GSA Connects 2022 meeting in Denver, Colorado

Paper No. 182-4
Presentation Time: 2:25 PM

SEDIMENT SUPPLY TO THE SE BAFFIN SLOPE AND NORTHWEST LABRADOR SEA DURING THE LAST GLACIAL CYCLE


RASHID, Harunur1, ZENG, Min2, PIPER, David J.W.3 and WANG, Yang2, (1)College of Marine Sciences, Shanghai Ocean University, 999 Hucheng Huan Road, Shanghai, 201306, China, (2)College of Marine Sciences, Shanghai Ocean University, 999 Hucheng Huan Road, Shanghai Ocean University, Shanghai, 201306, China, (3)Natural Resources Canada, Geological Survey of Canada, Bedford Institute of Oceanography,, Dartmouth,, ON B2Y 4A2,, Canada

The interaction between the sediment dynamics and iceberg rafting by the Hudson Strait ice stream of the Laurentide Ice Sheet (LIS) is poorly understood.
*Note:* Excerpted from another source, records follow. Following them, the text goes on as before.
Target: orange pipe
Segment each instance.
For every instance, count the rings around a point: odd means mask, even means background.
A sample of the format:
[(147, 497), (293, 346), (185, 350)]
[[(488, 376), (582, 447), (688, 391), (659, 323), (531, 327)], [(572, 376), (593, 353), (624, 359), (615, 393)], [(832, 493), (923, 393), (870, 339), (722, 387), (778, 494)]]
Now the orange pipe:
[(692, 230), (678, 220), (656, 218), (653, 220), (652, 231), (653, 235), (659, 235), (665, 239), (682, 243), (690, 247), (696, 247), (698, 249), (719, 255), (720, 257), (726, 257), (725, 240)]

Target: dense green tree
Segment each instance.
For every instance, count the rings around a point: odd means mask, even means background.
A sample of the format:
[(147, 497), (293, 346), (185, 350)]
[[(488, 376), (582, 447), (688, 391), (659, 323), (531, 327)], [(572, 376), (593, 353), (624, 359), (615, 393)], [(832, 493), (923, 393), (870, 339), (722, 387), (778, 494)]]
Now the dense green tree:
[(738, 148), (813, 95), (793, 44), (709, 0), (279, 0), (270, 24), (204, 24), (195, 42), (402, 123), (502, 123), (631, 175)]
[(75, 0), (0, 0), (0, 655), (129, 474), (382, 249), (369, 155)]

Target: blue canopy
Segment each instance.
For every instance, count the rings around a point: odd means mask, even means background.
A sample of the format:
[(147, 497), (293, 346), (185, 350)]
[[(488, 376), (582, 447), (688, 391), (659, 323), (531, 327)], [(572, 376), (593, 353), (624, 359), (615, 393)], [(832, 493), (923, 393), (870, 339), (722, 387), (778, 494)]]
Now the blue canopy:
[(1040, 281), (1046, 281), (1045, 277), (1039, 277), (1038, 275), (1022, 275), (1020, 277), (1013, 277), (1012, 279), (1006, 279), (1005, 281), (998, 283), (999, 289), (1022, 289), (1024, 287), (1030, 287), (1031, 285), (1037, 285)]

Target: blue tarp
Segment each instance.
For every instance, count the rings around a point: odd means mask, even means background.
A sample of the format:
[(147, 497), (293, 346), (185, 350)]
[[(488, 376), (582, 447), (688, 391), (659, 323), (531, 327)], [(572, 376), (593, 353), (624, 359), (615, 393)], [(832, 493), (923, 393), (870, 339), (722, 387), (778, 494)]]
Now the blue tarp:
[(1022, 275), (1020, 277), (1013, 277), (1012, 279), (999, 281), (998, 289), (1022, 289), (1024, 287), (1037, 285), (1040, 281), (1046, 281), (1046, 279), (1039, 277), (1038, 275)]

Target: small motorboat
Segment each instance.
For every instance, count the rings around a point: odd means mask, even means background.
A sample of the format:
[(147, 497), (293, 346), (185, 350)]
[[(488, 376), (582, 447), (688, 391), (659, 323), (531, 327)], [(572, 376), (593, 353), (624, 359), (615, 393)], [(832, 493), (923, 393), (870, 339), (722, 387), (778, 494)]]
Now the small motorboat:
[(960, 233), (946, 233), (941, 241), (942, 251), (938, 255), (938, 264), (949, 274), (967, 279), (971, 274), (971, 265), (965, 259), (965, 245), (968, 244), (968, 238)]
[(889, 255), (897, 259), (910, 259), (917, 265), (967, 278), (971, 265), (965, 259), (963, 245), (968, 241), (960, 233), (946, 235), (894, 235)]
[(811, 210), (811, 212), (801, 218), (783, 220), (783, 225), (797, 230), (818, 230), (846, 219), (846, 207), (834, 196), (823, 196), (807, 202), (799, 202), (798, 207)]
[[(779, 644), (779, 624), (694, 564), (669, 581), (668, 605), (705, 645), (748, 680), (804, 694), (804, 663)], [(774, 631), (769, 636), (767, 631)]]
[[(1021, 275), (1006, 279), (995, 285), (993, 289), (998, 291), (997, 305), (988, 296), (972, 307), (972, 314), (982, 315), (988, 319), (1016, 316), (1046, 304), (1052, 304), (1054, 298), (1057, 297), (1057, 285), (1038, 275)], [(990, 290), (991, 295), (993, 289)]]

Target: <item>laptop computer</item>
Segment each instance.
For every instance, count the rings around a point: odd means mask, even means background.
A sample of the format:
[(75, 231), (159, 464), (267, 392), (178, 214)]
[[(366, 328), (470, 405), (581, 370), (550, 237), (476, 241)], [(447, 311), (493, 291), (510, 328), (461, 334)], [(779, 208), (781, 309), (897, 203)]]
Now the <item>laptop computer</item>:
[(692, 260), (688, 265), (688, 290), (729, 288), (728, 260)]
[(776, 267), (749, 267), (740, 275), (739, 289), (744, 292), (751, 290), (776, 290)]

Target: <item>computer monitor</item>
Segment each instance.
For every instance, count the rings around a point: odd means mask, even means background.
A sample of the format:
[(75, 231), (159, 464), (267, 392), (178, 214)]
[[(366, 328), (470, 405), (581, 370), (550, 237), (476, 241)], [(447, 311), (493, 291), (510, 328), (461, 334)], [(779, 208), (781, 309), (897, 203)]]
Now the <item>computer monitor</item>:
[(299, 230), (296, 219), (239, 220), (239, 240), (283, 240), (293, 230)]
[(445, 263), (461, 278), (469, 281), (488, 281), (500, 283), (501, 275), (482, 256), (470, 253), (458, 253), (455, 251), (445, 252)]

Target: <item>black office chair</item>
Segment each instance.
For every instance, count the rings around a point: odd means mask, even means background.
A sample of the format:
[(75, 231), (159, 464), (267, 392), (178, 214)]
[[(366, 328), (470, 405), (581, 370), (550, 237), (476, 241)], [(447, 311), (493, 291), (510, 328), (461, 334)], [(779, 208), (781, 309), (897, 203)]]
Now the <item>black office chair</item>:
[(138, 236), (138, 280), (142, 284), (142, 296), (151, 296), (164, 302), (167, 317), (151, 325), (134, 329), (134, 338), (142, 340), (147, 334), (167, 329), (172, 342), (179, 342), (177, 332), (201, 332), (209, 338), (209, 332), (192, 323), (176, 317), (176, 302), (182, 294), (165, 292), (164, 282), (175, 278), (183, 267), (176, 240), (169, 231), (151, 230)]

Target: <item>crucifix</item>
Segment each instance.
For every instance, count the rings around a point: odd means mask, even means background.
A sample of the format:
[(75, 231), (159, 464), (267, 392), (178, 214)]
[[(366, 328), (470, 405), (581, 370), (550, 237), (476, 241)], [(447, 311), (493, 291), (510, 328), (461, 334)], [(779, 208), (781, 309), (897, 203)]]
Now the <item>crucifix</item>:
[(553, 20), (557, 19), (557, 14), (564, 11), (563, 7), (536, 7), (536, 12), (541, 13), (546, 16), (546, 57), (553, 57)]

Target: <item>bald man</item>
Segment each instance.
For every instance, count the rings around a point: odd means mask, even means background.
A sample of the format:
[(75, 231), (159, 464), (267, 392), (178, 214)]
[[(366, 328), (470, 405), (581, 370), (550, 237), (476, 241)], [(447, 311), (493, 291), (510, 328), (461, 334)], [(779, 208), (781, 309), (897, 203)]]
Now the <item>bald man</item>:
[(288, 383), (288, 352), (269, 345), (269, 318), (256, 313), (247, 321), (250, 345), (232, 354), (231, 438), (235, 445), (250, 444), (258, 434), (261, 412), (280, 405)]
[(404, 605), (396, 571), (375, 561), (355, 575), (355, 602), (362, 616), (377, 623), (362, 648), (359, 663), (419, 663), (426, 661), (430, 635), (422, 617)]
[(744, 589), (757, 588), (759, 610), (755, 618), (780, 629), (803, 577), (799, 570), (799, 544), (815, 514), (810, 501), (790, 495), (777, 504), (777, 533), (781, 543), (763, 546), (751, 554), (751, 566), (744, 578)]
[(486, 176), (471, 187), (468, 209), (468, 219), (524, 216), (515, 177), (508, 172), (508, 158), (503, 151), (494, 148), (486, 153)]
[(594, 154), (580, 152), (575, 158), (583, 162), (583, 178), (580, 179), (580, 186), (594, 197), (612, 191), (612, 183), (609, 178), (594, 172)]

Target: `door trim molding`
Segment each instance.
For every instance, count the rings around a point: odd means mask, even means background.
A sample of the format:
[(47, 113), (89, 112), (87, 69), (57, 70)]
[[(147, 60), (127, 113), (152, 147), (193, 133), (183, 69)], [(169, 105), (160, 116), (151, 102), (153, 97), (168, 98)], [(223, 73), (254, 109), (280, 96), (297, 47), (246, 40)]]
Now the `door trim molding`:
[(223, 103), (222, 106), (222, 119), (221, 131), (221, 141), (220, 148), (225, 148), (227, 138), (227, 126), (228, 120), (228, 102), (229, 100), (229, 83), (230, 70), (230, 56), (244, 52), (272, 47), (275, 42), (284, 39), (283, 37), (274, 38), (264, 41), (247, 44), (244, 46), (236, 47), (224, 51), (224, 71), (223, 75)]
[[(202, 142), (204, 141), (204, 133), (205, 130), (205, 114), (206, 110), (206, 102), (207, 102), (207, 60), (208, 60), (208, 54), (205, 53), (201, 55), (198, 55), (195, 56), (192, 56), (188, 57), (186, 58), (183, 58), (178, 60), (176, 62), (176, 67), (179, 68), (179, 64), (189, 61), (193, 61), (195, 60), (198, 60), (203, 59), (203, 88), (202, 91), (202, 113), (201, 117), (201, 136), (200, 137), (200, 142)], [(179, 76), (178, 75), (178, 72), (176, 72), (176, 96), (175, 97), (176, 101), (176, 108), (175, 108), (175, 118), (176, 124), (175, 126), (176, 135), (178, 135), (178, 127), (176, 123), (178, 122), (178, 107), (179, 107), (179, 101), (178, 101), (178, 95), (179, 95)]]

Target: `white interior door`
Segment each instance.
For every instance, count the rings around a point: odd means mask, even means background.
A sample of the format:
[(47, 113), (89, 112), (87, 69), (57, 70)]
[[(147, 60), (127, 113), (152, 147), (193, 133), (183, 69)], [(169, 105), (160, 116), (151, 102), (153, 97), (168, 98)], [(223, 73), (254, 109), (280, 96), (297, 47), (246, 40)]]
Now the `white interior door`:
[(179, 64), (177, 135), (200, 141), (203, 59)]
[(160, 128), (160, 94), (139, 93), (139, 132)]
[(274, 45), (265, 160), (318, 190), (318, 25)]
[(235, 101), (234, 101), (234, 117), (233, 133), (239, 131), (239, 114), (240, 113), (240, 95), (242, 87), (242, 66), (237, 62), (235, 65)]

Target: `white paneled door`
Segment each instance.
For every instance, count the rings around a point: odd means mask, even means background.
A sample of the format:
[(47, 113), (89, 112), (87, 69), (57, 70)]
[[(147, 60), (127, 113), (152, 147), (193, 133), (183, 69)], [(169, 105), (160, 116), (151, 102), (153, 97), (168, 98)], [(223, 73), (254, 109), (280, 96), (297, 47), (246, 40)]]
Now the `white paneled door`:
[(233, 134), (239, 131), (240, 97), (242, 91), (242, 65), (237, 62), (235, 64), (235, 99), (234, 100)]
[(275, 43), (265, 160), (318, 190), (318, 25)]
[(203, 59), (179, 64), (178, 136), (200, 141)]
Recent publications by Dalton et al. and Pico et al. suggested a significant reduction of the LIS during MIS 3, implying either a significant retreat or absence of the Hudson Strait ice stream. Here we report data from three sediment cores, namely Hu97048-07 (62.67°N; 60.57°W; 938 m water depth), Hu92045-04 (59.81°N; 58.13°W; 2761 m water depth), and Hu92045-05 (59.81°N; 56.46°W; 2932 m water depth) retrieved from the SE Baffin Slope and lower slope off Hudson Strait in the deep Labrador Sea. The 88-ka reference core on the SE Baffin Slope was investigated with new oxygen isotope stratigraphy, XRF geochemistry, and 16 14C data. This record is correlated to 13 regional cores providing a paleoceanographic and sediment source record over the last 40 ka from the shelf to the basin floor. This section overlies a 3-m-thick blocky mass-transport deposit, likely of MIS 4 slope sediment, which overlies 77–88 ka autochthonous sediment. Detrital carbonate-rich (DC) sediment layers H0-H4, based on bulk geochemistry, were derived from Hudson Strait. Shortly after H2 and H3, the shelf-crossing Cumberland Sound ice stream supplied dark brown ice-proximal stratified sediments but no glacigenic debris flow deposits. A minor supply of carbonate-rich sediment from Baffin Bay is recognized in the geochemistry data, allowing chronologic integration of the Baffin Bay detrital carbonate (BBDC) and the Labrador Sea DC records and implying an open seaway through the Davis Strait. The deep-water counterparts of H3, H4, and H5 events in the deep Labrador basin exhibit variable thickness, ranging from 4 to 10 m thick units of nepheloid-flow deposits and thin-bedded carbonate-rich mud turbidites derived from glacigenic debris flows on the Hudson Strait slope. The Hudson Strait ice stream remained at the shelf break in H3–H5 but retreated rapidly back across the shelf in H0–H2. During this time, Cumberland Sound ice twice reached the shelf edge. Therefore, our data from the strategically located cores raise doubt about the synchronicity of the maximum extent of ice streams in Hudson Strait, Cumberland Sound, and Lancaster Sound and the retreat or absence of the Hudson Strait ice stream during MIS 3.